Pode pensar no que isso significa?
Freud já tinha demonstrado interesse pela vida sexual de seus pacientes,
valorizando a energia sexual como o polo mais importante da estruturação da
personalidade e da identidade do sujeito. Assim, saúde sexual é um dos
aspectos mais relevantes da vida de todos os seres humanos.
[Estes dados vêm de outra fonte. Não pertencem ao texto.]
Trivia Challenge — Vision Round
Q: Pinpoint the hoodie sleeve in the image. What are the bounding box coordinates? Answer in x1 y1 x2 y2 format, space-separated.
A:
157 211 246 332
Sabedores desse fato, vários estudiosos do mundo todo, motivados pelo
pioneirismo do biólogo norte‑americano Alfred Kinsey, na década de 1950,
vêm se dedicando a compreender as diversas facetas e multiplicidades de
questões que envolvem a sexualidade.
Aqueles que estudam o comportamento humano em qualquer das suas esferas
de conhecimento devem mostrar interesse pelos estudos sobre sexualidade.
Aos estudiosos da Dependência Química, esse estudo tem valor agregado às
possibilidades de tratamento. Em um contexto mais amplo, é possível
considerar que a sexualidade permeie todas as fases do desenvolvimento
humano, desde o nascimento até a morte, sendo influenciada fortemente por
fatores orgânicos, culturais, sociais e psicológicos. Observem que a própria
etiologia da doença passa pelo prazer, e que as alterações cerebrais
acontecem no cérebro, nas áreas de prazer e recompensa. É possível observar
que as drogas, ao longo da evolução da doença, contribuem sobre maneira
para um aumento das sensações prazerosas, passando pela perversão da
maneira de se buscar prazer e culminando com a interrupção da capacidade
de experimentar o mesmo, em muitos casos. O uso de substâncias psicoativas
como afrodisíaco é algo comum na história. A expectativa sobre o efeito da
substância em causar desinibição e facilitar a aproximação e o encontro
sexual, ou aumentar o desejo e o prazer, faz parte do imaginário popular.
SEXUALIDADE – Definição
Sexualidade humana pode ser definida como uma forma de energia que motiva
a procurar a satisfação de um desejo ou de um impulso sexual por meio do
contato, do toque, de carícias, de beijos, de prazer, da automanipulação, do
bem‑estar, do orgasmo, da expressão do afeto, de intimidade, do ser e estar
sexual. Isso influencia tanto os pensamentos quanto a saúde física e mental dos
indivíduos. Assim, a prática da sexualidade é tão vital para a saúde quanto
comer, dormir e fazer exercícios, sendo um indicador de qualidade de vida.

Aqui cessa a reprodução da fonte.